[libre-riscv-dev] sv 1d/2d/3d data shaping

Tue Oct 16 00:11:32 BST 2018

On Mon, Oct 15, 2018 at 10:46 PM lkcl <lkcl at libre-riscv.org> wrote:
>
> On Mon, Oct 15, 2018 at 10:17 PM Jacob Lifshay <programmerjake at gmail.com> wrote:
> >
> > That should work. For a 4x4 matrix (the biggest required) it could be set
> > up to have a 4x4xN layout, where N is the number of shaders running at once.
>
>  okaay very cool.  i'll write something up.

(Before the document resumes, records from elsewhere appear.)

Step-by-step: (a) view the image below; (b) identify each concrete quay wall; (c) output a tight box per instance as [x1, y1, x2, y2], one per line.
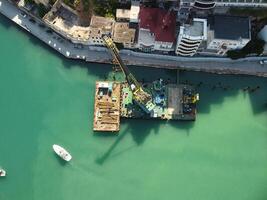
[0, 0, 267, 77]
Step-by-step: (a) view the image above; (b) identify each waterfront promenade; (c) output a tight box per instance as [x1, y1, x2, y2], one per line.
[0, 0, 267, 77]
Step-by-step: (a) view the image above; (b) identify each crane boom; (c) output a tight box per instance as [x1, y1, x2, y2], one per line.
[103, 35, 155, 113]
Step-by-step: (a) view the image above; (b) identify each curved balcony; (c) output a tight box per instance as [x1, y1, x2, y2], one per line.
[194, 0, 216, 10]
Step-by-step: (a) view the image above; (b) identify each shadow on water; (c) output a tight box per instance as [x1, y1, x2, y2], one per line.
[180, 72, 267, 114]
[4, 14, 267, 164]
[95, 119, 194, 165]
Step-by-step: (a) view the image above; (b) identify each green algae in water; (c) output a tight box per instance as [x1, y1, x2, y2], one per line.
[0, 16, 267, 200]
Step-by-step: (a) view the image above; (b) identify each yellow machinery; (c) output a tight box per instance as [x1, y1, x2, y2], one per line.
[103, 35, 155, 113]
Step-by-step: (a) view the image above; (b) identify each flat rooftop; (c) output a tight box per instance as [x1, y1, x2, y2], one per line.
[93, 81, 121, 132]
[184, 21, 204, 37]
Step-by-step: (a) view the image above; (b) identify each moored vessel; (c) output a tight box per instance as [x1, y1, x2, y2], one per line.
[53, 144, 72, 162]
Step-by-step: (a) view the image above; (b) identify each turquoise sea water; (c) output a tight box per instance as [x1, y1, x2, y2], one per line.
[0, 16, 267, 200]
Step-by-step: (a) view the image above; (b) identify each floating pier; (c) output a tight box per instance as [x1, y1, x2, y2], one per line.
[93, 81, 121, 132]
[94, 79, 199, 132]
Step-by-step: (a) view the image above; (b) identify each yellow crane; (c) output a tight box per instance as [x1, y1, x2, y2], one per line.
[102, 35, 155, 113]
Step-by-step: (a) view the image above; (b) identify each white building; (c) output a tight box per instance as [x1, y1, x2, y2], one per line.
[207, 15, 251, 55]
[180, 0, 267, 10]
[175, 18, 207, 56]
[116, 1, 140, 23]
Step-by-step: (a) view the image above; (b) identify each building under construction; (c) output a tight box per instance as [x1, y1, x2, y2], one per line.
[94, 36, 199, 131]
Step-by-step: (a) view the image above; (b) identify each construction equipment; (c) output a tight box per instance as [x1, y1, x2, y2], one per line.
[102, 35, 156, 114]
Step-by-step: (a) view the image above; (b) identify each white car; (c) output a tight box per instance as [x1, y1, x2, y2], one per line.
[20, 12, 27, 18]
[260, 60, 267, 65]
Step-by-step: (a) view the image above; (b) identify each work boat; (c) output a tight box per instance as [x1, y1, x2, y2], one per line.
[0, 168, 6, 177]
[53, 144, 72, 162]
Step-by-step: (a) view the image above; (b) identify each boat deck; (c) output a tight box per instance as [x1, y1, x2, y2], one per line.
[94, 81, 121, 132]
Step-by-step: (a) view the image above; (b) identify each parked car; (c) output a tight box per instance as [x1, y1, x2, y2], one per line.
[20, 12, 27, 18]
[260, 60, 267, 65]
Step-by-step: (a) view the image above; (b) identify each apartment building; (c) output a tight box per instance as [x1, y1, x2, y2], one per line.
[137, 7, 176, 52]
[175, 18, 207, 56]
[207, 15, 251, 55]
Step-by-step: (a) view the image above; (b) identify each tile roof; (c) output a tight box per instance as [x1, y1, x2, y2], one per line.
[139, 7, 176, 42]
[209, 15, 251, 40]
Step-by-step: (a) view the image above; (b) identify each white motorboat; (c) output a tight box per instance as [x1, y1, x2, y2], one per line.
[53, 144, 72, 162]
[0, 168, 6, 177]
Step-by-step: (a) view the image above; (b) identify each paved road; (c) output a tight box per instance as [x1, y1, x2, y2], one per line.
[0, 0, 267, 77]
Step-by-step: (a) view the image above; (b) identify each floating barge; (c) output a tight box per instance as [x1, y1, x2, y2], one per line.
[94, 79, 199, 132]
[93, 81, 121, 132]
[94, 35, 199, 131]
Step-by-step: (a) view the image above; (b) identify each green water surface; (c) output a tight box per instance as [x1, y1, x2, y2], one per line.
[0, 16, 267, 200]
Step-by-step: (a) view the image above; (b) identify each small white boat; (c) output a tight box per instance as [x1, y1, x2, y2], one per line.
[0, 168, 6, 177]
[53, 144, 72, 161]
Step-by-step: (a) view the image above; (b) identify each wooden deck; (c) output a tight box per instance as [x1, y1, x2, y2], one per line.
[94, 81, 121, 132]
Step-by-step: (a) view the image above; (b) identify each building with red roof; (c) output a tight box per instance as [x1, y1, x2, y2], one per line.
[138, 7, 176, 51]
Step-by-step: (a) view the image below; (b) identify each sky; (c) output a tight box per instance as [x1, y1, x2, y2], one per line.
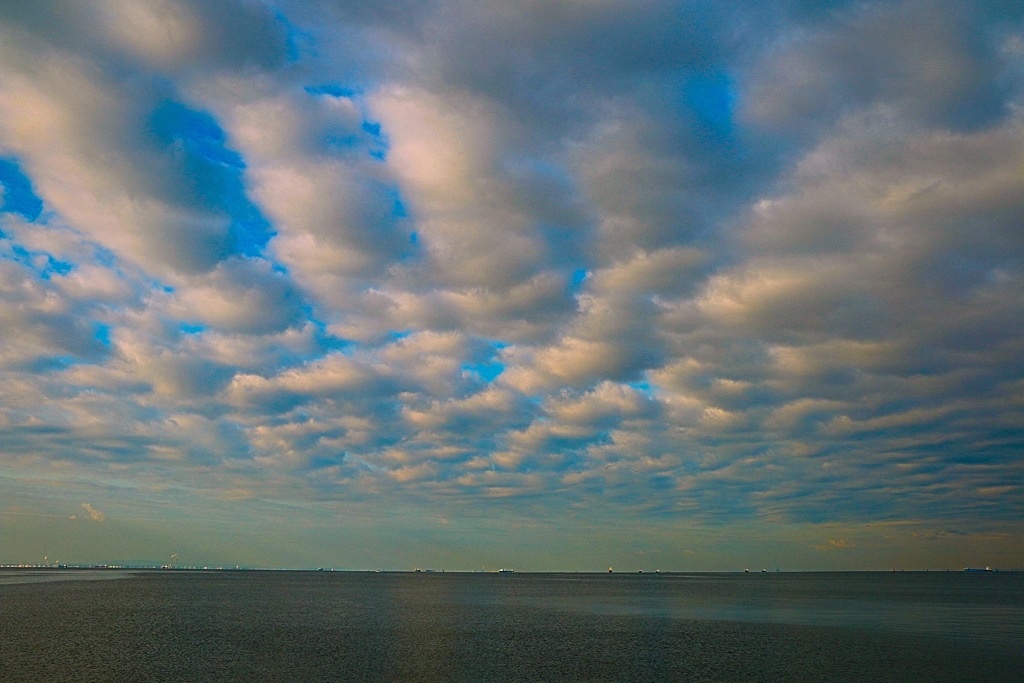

 this flexible algorithm (below) seems to do the job.  hypothetically
it can be extended to N dimensions.  the "order" may be specified as a
permutation, which, for a set of 3 elements is six combinations, for a
total of only 3 bits to express it:
012 021
120 102
201 210

with 32 bits to play with, and a hard limit of XLEN, the dimensions
may be expressed in 6 bits, as (x-field + 1), (y-field + 1), (z-field
+ 1) and of course any of those equals zero, that means that dimension
equals 1 (linear) so is effectively disabled, and in this way we get
2D (and 1D obviously).

interestingly if the xdim * ydim * zdim is *less* then VL, then the
whole thing wraps round.  i can see that actually being extremely
useful, to apply values in a matrix repeatedly to an *array* of
matrices.  or, to have a single instruction issue multiple adds of a
larger array to a smaller one, in a cumulative fashion.  map-reduce in
other words.

obviously have to be be really really careful there, because if the
wrap is too small it could interfere with pipeline issuing / register
allocation...

still, extremely cool.

----

xdim = 3
ydim = 4
zdim = 5

xmul = xdim
ymul = ydim * xdim
zmul = 1

lims = [xdim, ydim, zdim]
idxs = [0,0,0]
order = [1,2,0]

for idx in range(xdim * ydim * zdim):
    new_idx = idxs[0] + idxs[1] * xdim + idxs[2] * xdim * ydim
    print new_idx,
    for i in range(3):
        idxs[order[i]] = idxs[order[i]] + 1
        if (idxs[order[i]] != lims[order[i]]):
            break
        print
        idxs[order[i]] = 0